In a standard A/B test, you send 50% of your traffic to the loser for the entire duration of the test. That is a lot of lost revenue (or "Regret").
What if you could dynamically shift traffic? What if, as soon as Variant B started looking good, the system automatically sent 60%, then 70%, then 90% of traffic to it?
This is the Multi-Armed Bandit (MAB) problem. It is named after slot machines ("one-armed bandits"). If you have 10 slot machines, and one pays out more often, how fast can you figure it out and switch all your coins to that one machine?
Every algorithm faces this fundamental dilemma:
Pulling a lever I haven't tried much, just to gather information. I might lose money, but I gain knowledge.
Pulling the lever I currently think is the best. I maximize immediate revenue, but I learn nothing new.
A/B Testing is 100% Explore for 2 weeks, then 100% Exploit forever.
Bandit Testing blends them together.
The simplest approach.

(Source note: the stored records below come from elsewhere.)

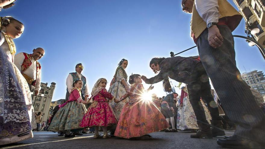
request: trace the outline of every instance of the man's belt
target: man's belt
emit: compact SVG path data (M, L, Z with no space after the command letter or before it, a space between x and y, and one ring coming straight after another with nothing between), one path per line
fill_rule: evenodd
M24 73L22 73L22 75L25 78L28 83L31 85L35 86L35 85L36 84L36 80L33 80L33 79Z

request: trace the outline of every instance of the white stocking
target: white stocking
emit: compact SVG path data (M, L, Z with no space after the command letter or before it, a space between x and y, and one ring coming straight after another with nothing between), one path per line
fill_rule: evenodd
M174 120L174 117L172 117L170 118L170 123L171 123L171 125L172 126L172 129L175 129L175 121Z

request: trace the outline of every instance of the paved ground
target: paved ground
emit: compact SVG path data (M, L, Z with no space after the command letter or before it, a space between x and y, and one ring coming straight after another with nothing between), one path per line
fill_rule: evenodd
M226 131L232 135L232 131ZM102 135L102 133L100 134ZM193 139L192 133L157 132L150 134L152 138L145 140L131 140L118 137L109 139L94 139L93 134L88 134L73 138L59 137L50 132L34 132L33 138L12 144L0 146L2 149L214 149L220 147L216 143L218 138L213 139Z

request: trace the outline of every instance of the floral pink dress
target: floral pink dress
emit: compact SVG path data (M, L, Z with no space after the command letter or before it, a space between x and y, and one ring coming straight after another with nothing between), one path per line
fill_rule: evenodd
M117 123L115 115L107 98L112 100L114 97L105 88L93 97L93 102L83 117L80 127L107 127Z
M142 85L135 83L121 99L129 96L123 108L114 135L129 138L139 137L168 128L162 113L151 102L145 101L141 95Z

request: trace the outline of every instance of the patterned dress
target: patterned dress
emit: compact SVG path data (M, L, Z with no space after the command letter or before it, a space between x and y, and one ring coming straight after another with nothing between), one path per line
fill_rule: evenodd
M181 107L180 104L182 98L183 98L183 105ZM210 120L211 120L212 117L210 112L204 103L201 100L201 102L205 112L206 120L209 124L210 124ZM179 108L178 109L177 118L177 129L181 130L187 129L198 129L197 119L192 106L190 102L188 93L185 92L183 90L181 90L181 98L179 100L178 104Z
M51 131L64 132L82 130L79 126L84 115L86 112L85 106L79 99L82 100L81 92L74 88L69 96L69 100L63 104L54 116L48 129Z
M29 132L36 125L27 83L14 63L12 48L1 34L0 138L6 138Z
M123 107L114 135L129 138L164 129L169 126L162 113L152 103L142 99L144 88L140 83L132 85L122 99L129 96Z
M121 81L125 81L128 86L129 86L130 85L127 82L127 76L126 72L121 66L118 67L114 77L115 80L110 88L108 92L116 98L119 99L126 92L125 87L121 83ZM114 100L110 101L110 105L113 109L114 113L118 120L123 107L129 100L129 98L127 98L117 104L115 103Z
M114 98L105 88L103 88L93 97L93 102L84 116L80 126L107 127L117 123L115 115L107 99L113 100Z

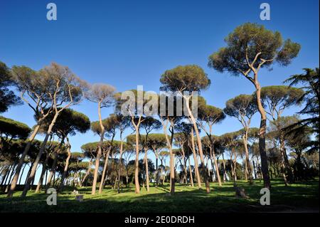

You flip a coin.
- 90% of the time, choose the current winner (Exploit).
- 10% of the time, choose a random option (Explore).
This uses the probability distributions we learned in Module 10. The algorithm samples a random value from each variation's posterior distribution and picks the highest one.
Bandits sound perfect. Why do we still use A/B tests? Because Bandits optimize, but they don't teach.
Standard Bandits treat everyone the same. Contextual Bandits use machine learning to personalize.
"For User X (iOS, Evening), Button A is best. For User Y (Android, Morning), Button B is best." This is the technology behind Netflix recommendations and TikTok feeds.